We study the algorithmic complexity of Maker-Breaker games played on the edge sets of general graphs. We mainly consider the perfect matching game and the $H$-game. Maker wins if she claims the edges of a perfect matching in the first, and a copy of a fixed graph $H$ in the second. We prove that deciding who wins the perfect matching game and the $H$-game is PSPACE-complete, even for the latter in small-diameter graphs if $H$ is a tree. Toward finding the smallest graph $H$ for which the $H$-game is PSPACE-complete, we also prove that such an $H$ of order 51 and size 57 exists. We then give several positive results for the $H$-game. As the $H$-game is already PSPACE-complete when $H$ is a tree, we mainly consider the case where $H$ belongs to a subclass of trees. In particular, we design two linear-time algorithms, both based on structural characterizations, to decide the winners of the $P_4$-game in general graphs and the $K_{1,\ell}$-game in trees. Then, we prove that the $K_{1,\ell}$-game in any graph, and the $H$-game in trees are both FPT parameterized by the length of the game, notably adding to the short list of games with this property, which is of independent interest. Another natural direction to take is to consider the $H$-game when $H$ is a cycle. While we were unable to resolve this case, we prove that the related arboricity-$k$ game is polynomial-time solvable. In particular, when $k=2$, Maker wins this game if she claims the edges of any cycle.
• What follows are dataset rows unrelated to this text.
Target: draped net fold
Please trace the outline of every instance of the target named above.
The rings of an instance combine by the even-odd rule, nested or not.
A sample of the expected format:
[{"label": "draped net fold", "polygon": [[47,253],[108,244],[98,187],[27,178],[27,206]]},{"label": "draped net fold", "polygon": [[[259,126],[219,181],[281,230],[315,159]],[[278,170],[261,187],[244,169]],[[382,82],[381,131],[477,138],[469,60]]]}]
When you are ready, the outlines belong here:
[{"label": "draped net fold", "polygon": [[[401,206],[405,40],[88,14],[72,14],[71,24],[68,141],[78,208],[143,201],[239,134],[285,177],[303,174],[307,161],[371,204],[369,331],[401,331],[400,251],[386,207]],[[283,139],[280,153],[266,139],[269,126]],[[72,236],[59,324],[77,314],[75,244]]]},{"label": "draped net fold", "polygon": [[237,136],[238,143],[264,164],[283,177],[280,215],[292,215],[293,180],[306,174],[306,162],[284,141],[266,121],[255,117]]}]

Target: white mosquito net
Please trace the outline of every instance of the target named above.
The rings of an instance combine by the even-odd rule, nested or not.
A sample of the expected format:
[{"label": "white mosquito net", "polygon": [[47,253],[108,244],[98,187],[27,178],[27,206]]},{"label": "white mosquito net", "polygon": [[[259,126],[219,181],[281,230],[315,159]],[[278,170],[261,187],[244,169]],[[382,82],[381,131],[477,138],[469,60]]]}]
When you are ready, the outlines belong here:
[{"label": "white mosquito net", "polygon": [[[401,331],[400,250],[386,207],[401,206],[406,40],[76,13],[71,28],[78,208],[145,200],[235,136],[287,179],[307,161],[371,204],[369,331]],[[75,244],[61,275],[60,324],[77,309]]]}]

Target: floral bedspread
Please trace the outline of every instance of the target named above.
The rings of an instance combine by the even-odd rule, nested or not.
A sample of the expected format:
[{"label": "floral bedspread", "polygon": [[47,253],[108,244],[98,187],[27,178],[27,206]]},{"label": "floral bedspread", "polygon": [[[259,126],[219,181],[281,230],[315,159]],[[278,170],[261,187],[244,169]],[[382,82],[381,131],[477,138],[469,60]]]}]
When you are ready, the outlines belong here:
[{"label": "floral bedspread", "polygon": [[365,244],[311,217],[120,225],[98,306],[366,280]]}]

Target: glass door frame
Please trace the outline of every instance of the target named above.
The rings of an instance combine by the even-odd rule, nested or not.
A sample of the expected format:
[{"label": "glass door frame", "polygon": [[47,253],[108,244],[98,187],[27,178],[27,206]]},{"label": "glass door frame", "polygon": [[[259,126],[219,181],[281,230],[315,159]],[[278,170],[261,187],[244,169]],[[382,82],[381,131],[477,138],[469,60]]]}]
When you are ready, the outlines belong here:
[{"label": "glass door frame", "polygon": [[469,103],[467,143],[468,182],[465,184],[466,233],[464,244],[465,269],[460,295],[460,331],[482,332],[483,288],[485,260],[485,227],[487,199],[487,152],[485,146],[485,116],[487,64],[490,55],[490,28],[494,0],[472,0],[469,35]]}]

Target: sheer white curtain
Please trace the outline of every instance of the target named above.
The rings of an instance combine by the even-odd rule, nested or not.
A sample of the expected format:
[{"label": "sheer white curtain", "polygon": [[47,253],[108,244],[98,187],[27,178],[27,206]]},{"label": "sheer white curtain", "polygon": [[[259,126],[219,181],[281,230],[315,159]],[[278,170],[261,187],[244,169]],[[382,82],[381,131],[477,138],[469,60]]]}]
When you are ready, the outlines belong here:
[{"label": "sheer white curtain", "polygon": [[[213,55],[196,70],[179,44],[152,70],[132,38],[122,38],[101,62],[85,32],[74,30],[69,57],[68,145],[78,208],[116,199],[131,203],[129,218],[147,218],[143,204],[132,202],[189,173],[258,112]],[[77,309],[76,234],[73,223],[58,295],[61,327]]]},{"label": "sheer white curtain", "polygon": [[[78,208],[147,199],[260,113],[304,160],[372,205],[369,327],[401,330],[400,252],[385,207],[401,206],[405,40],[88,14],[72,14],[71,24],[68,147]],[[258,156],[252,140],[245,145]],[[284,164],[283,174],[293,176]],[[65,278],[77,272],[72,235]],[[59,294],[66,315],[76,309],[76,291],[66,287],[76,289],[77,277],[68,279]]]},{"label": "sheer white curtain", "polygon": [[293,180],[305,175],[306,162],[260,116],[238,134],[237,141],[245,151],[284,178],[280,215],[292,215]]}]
翻译：本文研究了在一般图边集上进行的Maker-Breaker游戏的算法复杂度。我们主要考察完美匹配游戏和$H$-游戏：在第一种游戏中，若Maker占据的边构成一个完美匹配则获胜；在第二种游戏中，若Maker占据的边包含一个固定图$H$的副本则获胜。我们证明了判定完美匹配游戏与$H$-游戏的获胜方均为PSPACE完全问题，即使对于后者在直径较小的图中（当$H$为树时）亦然。为寻找使$H$-游戏具有PSPACE完全性的最小图$H$，我们进一步证明存在一个阶数为51、边数为57的图$H$满足该性质。随后我们针对$H$-游戏给出若干正面结果。鉴于当$H$为树时$H$-游戏已是PSPACE完全的，我们主要研究$H$属于树之子类的情况。特别地，基于结构特征我们设计了两种线性时间算法，分别用于判定一般图中$P_4$-游戏的获胜方以及树中$K_{1,\ell}$-游戏的获胜方。接着我们证明，任意图中的$K_{1,\ell}$-游戏以及树中的$H$-游戏均是关于游戏长度的固定参数可解（FPT）问题，这为具有该性质的游戏短列表增添了新案例，具有独立研究价值。另一个自然的研究方向是考虑$H$为环时的$H$-游戏。虽然未能完全解决该情形，但我们证明了相关的树性-$k$游戏可在多项式时间内求解。特别地，当$k=2$时，若Maker占据的边包含任意环则获胜。